Added O’Donnell, “One of the many problems with this sale has always been that the claimed need to stabilize the museum’s finances somehow changed into the attempt to monetize the most important components of the artistic treasures given to it to keep for the public good. And even if one accepts at face value the supposed financial needs of the Museum, the evisceration of a collection of American art unique to Pittsfield and the Berkshire community is the very worst remedy, not the nearest to the original purpose.”
From today's brief:
The petition by the Museum to permit deviation from restrictions on the sale of the core of its art collection should be denied. The further management of the Museum is not impossible or impracticable–the first element of a cy près petition–it is difficult because the board of Trustees ceased fundraising years ago and chose instead to try to be an iconoclast of museum ethics by bartering paintings that the Pittsfield community has cherished for over a century. Bent on “monetizing” a collection that was assembled for precisely the opposite reason, the petition fails to persuade. The AGO’s endorsement, or at least refusal to oppose, this abandonment of the Museum’s charitable restrictions is particularly disappointing; after assembling a months-long record of the Museum’s mismanagement, the AGO now waives the Trustees through the gate that it should be guarding.

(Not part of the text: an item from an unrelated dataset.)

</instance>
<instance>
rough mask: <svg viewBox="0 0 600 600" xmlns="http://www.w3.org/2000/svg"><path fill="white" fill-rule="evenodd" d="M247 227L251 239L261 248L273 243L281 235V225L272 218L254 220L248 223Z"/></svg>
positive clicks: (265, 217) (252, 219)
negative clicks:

Even if one accepts at face value the supposed financial needs of the Museum, the evisceration of a collection of American art unique to Pittsfield and the Berkshire community is the very worst remedy, not the nearest to the original purpose. The proposed sale of Shuffleton’s Barbershop, while painful to contemplate, at least makes some gesture towards the public accessibility of a work that Norman Rockwell gave for that purpose in perpetuity. The proceeds of that sale would more than satisfy the amount that the Museum has said for months that it needed to stabilize its finances. Cy près is not to turn an institution inside out, it is to return it “as near as possible” to where it began. If this Court finds that the Museum has met its burden of establishing impossibility, it should permit only the one sale of Shuffleton’s Barbershop and then entrust the Museum to different Trustees and leadership .
BACKGROUND:
Initially chartered by statute in 1871, the legislature placed geographic restrictions on the collection of what was then known as the Athenaeum, requiring its display within Pittsfield. Paper manufacturer Zenas Crane and his family endowed it with its land and significant artwork in the early 20th century. The legislature chartered the entity that now constitutes the museum in 1932 as the Trustees of the Berkshire Museum.

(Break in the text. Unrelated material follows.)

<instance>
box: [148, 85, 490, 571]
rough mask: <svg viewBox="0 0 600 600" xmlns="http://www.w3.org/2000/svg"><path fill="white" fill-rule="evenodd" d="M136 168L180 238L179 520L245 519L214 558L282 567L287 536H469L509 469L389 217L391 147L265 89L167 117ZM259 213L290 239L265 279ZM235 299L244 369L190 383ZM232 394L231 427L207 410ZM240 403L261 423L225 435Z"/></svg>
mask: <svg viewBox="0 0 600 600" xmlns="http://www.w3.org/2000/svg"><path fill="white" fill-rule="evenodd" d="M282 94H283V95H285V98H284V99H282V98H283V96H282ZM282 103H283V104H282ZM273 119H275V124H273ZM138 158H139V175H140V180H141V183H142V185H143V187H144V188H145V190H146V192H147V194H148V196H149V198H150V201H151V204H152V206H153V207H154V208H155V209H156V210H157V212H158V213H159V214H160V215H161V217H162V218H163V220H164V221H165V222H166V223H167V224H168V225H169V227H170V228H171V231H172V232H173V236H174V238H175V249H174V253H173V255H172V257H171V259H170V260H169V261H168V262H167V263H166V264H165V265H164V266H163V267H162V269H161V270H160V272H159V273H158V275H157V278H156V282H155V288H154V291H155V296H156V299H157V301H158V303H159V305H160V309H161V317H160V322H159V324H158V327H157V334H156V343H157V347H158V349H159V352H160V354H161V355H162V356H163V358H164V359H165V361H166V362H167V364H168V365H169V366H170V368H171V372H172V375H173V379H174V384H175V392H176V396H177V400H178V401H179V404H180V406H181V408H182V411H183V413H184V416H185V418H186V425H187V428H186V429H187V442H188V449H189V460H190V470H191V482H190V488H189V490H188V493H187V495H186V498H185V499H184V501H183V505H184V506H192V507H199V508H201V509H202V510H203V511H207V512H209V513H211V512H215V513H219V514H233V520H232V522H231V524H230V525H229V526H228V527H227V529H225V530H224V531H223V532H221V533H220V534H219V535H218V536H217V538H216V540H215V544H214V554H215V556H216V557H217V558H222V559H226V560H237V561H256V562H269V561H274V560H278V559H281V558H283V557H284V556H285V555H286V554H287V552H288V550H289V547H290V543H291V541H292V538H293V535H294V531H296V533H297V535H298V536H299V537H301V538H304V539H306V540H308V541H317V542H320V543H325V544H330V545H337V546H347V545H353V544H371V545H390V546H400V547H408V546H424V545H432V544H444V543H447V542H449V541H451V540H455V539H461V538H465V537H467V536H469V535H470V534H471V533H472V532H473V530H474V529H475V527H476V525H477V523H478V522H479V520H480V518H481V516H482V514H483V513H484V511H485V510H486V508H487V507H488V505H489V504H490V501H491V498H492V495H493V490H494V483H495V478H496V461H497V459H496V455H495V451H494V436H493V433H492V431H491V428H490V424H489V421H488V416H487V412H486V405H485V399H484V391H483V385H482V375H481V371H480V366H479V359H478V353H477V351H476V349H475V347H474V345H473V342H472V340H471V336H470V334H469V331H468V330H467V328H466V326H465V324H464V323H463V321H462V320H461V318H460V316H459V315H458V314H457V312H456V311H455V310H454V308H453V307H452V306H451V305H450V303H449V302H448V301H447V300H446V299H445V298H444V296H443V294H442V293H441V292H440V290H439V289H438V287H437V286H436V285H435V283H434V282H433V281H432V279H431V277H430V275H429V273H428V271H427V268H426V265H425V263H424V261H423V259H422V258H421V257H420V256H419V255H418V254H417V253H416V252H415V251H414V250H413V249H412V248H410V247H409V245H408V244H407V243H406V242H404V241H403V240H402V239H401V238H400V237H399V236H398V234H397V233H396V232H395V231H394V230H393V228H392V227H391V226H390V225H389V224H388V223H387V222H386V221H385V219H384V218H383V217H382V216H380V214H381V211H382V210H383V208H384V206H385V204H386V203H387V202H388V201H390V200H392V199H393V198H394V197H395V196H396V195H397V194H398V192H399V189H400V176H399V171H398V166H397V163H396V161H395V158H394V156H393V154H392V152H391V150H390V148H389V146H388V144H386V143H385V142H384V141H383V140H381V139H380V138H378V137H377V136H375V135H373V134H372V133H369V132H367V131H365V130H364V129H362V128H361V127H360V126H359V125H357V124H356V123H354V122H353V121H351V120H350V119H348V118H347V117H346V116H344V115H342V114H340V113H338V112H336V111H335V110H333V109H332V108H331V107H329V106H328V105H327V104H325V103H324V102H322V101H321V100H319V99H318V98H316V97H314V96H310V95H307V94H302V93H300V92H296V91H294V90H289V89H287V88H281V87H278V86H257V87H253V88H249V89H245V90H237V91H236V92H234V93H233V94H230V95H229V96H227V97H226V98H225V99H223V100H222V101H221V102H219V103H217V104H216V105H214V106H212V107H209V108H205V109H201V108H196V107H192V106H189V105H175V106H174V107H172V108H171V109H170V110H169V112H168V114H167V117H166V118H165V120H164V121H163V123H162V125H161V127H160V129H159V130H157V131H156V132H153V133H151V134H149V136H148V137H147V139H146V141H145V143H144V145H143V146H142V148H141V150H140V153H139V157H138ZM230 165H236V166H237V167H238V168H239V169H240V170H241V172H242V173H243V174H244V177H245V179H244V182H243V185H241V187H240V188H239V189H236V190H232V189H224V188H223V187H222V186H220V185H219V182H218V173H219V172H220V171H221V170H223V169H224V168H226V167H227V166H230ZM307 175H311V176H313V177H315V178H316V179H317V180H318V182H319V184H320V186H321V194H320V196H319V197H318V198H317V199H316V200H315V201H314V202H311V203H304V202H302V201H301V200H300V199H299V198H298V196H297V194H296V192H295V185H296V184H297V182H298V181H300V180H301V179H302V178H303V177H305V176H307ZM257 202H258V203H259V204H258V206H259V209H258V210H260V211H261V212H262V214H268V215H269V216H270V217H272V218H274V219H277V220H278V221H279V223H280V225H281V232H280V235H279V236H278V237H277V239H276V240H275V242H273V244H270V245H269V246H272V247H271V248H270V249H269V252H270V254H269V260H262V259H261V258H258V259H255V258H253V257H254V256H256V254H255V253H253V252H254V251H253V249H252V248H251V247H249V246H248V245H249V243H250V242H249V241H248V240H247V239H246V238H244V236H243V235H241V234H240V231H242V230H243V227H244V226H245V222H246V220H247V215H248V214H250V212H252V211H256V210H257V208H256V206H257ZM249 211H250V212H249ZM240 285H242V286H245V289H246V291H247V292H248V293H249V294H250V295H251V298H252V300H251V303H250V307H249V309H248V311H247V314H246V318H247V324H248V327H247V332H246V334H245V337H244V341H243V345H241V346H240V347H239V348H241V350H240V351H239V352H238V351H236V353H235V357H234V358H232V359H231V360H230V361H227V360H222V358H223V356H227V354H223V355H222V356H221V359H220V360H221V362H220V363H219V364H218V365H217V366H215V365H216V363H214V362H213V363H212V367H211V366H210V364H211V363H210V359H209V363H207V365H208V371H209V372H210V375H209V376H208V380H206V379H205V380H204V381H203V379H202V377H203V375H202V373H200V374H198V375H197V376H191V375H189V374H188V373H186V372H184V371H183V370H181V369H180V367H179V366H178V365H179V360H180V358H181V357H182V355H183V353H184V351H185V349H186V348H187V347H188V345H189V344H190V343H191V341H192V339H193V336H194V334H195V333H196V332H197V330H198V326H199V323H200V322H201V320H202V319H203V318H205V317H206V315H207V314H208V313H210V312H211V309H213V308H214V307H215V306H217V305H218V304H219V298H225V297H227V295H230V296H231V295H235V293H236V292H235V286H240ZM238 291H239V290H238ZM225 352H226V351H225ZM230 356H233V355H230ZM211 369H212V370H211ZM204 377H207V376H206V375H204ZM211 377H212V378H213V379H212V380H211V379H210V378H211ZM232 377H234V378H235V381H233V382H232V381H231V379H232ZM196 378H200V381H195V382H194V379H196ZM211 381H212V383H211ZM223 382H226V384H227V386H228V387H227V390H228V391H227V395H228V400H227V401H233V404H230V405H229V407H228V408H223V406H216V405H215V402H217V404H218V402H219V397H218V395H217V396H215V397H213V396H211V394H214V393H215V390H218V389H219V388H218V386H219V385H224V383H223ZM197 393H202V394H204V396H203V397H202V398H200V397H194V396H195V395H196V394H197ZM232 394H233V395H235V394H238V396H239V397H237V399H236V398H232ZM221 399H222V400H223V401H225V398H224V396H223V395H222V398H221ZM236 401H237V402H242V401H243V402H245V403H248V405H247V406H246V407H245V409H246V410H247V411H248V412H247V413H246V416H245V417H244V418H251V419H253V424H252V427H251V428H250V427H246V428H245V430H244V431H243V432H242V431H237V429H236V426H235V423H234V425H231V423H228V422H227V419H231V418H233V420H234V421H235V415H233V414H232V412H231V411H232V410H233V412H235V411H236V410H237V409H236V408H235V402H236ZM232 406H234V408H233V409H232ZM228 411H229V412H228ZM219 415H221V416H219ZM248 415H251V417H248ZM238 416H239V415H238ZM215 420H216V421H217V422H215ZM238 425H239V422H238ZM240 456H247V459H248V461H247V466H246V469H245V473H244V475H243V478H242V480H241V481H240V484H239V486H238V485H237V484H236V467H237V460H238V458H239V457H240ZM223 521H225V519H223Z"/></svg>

The artwork proposed for sale includes masterpieces by Norman Rockwell and Frederic Edwin Church, and by several members of the Hudson River School whose work is inextricably connected to the Hudson River watershed in which Pittsfield is located. Shuffleton’s Barbershop is widely considered Rockwell’s greatest work. In the summer of 2017, The Berkshire Museum announced what it termed a “New Vision,” pointing to the sale proceeds of the artwork as the financial foundation of its plans.
The professional museum community is overwhelmingly opposed to the Berkshire Museum’s plan to sell art to support operations and capital improvements and monetizing the Berkshire Museum’s extremely important collection of American art.
The member plaintiffs sought a preliminary injunction in the Superior Court in October, which a trial court judge denied on November 7, 2017. That ruling is still on appeal. The Massachusetts Appeals Court stopped the sale on November 10, 2017 in response to an emergency motion by the Attorney General, and recently extended the prohibition in successive orders until February 5, 2018. On that date, the Attorney General’s office announced it had reached a tentative agreement with the Museum, which was announced on February 9, 2018.